Part-time study means enrolment in less than 75 per cent of the 'normal full-time’ load of subjects or units that make up a course. The subjects or units that can be undertaken is dependent on the course or program and what subject sequence is permitted (some subjects may need to be completed as prerequisites before you enrol in others). If you choose to study part-time you will take longer to finish your course than the usual minimum time-frame as you will be studying fewer subjects per semester than a full-time student.
Some students with disability choose to study part-time. This can assist with a more gradual and often more successful transition into tertiary study. It can also be helpful if you need to balance other demands and responsibilities with your study requirements.
At university, you may choose to fast-track your studies by combining two degrees through a structured combined (or double) degree program. Combined courses allow students to complete two degrees faster than if you completed one degree after the other, and more cheaply. The usual structure for a combined degree involves enrolment in the essential subject requirements for each degree, but with no free-choice electives.
Some university providers offer another fast-tracking option where you can add a unit to your full-time study load - also known as an overload. Most full-time university students enrol in four units; if approved to take an overload, you may be able to enrol in five units, depending on the provider.
Another option for fast-tracking your studies is to undertake a summer program or third semester.

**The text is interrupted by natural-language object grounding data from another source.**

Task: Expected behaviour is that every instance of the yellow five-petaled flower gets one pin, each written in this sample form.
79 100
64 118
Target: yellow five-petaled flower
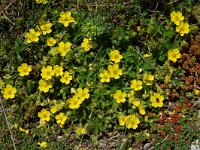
47 72
114 71
176 17
66 18
64 48
24 69
173 55
157 100
44 115
86 44
61 118
32 36
105 76
119 96
9 92
115 56
136 85
183 28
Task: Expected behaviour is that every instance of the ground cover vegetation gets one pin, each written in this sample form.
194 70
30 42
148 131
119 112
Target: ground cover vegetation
83 74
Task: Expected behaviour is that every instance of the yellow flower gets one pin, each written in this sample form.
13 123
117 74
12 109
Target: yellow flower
74 102
86 44
173 55
47 72
44 115
176 17
132 93
122 120
1 84
80 131
142 109
105 76
45 27
157 100
134 101
136 85
32 36
66 18
41 1
54 109
58 70
66 78
51 41
114 71
132 121
64 48
24 130
183 28
24 69
82 93
115 56
43 144
148 78
119 96
44 86
61 118
9 92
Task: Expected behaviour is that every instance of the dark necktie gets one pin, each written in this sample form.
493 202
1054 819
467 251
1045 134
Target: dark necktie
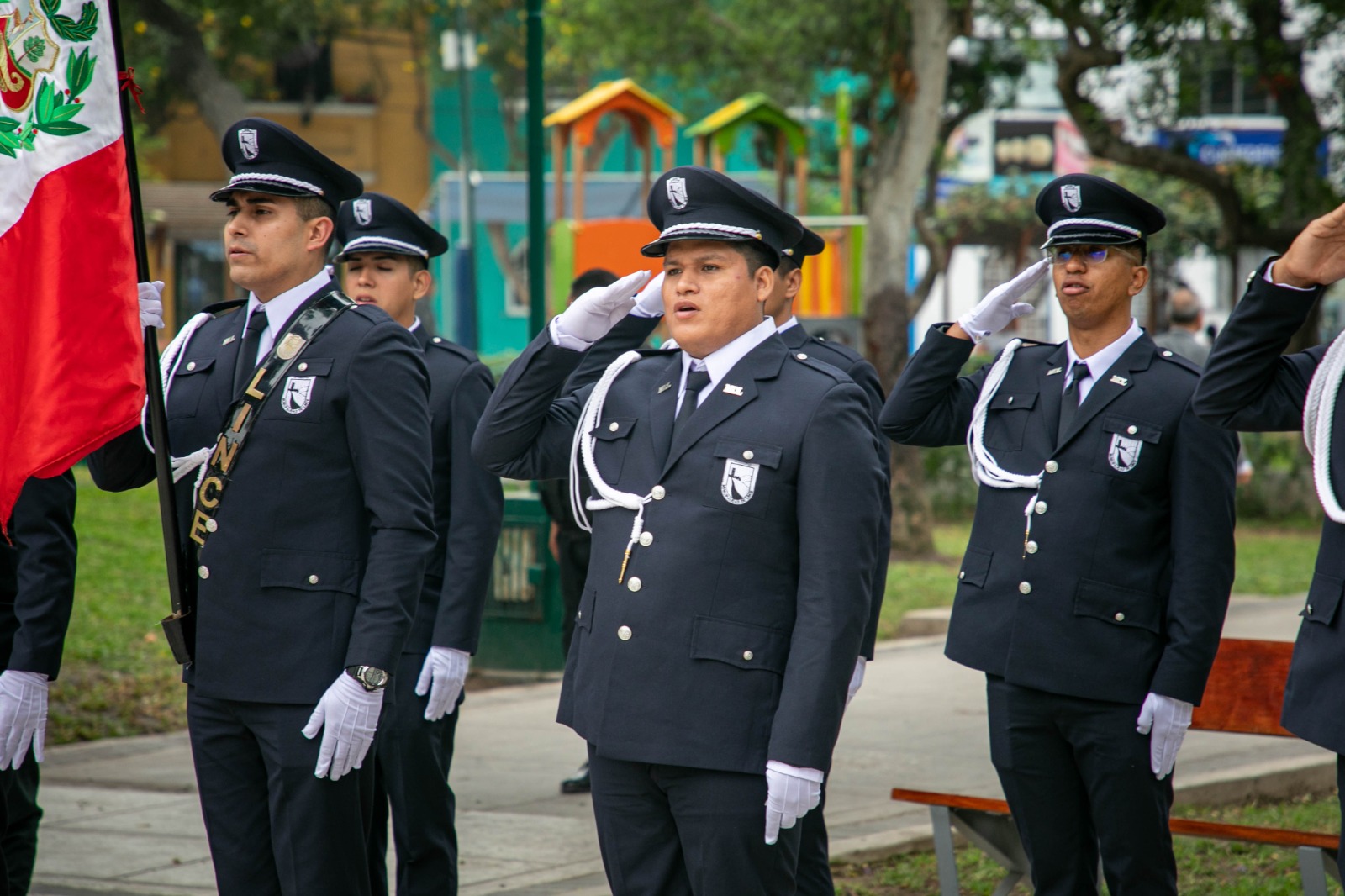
1069 401
696 381
246 361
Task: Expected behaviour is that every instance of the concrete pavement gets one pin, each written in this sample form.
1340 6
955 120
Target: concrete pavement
123 815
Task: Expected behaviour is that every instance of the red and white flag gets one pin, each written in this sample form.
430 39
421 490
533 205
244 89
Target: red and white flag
71 354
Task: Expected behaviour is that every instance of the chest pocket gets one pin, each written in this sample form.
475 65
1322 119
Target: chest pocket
1006 419
1130 450
188 383
743 475
302 393
612 440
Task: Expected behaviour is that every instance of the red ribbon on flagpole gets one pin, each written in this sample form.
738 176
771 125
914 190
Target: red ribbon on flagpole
128 82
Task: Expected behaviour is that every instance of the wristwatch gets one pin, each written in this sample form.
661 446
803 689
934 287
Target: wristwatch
369 677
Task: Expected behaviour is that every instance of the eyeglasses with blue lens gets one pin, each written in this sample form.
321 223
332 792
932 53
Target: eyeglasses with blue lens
1089 255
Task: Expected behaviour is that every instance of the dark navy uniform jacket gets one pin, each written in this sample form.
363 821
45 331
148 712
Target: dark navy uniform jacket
733 635
322 535
38 576
468 502
1251 387
1122 586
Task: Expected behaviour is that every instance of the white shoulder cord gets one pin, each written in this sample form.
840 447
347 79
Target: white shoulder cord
168 362
604 497
985 468
1318 420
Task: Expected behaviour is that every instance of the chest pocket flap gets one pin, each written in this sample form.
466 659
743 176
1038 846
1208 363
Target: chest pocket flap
752 451
614 428
1013 401
1131 428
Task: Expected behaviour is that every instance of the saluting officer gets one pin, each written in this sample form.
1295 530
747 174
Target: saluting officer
302 430
37 593
1251 387
736 492
1102 553
387 249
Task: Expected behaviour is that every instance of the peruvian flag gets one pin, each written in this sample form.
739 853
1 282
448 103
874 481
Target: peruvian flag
71 350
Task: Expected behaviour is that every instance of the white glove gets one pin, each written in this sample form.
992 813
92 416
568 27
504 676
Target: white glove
592 315
856 680
24 716
650 302
347 716
1169 720
443 677
151 296
1001 304
790 793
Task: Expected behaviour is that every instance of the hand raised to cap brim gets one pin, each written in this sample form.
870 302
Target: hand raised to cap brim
1317 255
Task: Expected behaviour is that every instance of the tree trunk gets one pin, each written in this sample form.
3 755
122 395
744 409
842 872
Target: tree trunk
219 100
894 175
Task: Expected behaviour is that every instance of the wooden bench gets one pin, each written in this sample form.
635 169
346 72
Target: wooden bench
1244 694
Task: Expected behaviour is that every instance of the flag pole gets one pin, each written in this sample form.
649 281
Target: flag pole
154 382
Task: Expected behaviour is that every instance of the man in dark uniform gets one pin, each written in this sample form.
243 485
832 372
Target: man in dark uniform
387 249
37 593
1102 555
730 580
1251 387
309 566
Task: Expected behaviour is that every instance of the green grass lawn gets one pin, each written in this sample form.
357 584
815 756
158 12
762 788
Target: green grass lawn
1204 867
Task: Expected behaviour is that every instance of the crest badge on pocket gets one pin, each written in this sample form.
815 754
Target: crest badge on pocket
299 392
1123 454
739 482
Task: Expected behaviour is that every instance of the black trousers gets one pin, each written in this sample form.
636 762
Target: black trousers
670 830
410 772
1078 781
275 829
19 817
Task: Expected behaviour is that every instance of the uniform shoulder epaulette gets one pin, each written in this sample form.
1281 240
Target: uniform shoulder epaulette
447 345
1168 354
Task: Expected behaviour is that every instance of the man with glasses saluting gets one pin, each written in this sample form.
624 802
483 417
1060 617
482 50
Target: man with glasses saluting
1102 555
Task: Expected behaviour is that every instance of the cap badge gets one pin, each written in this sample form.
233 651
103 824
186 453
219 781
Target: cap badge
677 192
1073 195
248 143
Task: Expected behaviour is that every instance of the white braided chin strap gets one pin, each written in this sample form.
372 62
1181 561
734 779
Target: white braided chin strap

This may also be a good opportunity to catch up on studies or to get a head-start on the next year’s study program.
Many universities and TAFE providers have arrangements in which the university recognises completed TAFE study and gives credit towards a related university degree. This enables you to fast-track your university course with the credit granted from your TAFE study.
Other Study Options
Intensive/block Mode Study
Some courses offer units in block mode. These units are taught over a shorter teaching period - anywhere from an intensive week to five or six weeks in duration. Studying in block mode allows you to complete a subject or unit in a much shorter time period.
Some university providers offer an option for you to enrol in a unit(s) with another university, and count this unit as credit towards your course. This may be approved in situations where your ‘home institution’ doesn’t offer the unit(s) you need to study as part of your course, or if you have had to relocate elsewhere before completing your degree and are unable to complete your course with your home institution by distance. There can be limits to the amount of cross-institutional study that can be taken with another university and credited back towards your course.
Many providers offer several intakes for starting your studies, including at the beginning of the academic year (i.e. late February/early March for university; early February for other providers such as TAFE) or mid-year. Entering studies mid-year can help prepare you for higher education at a ‘quieter’ time.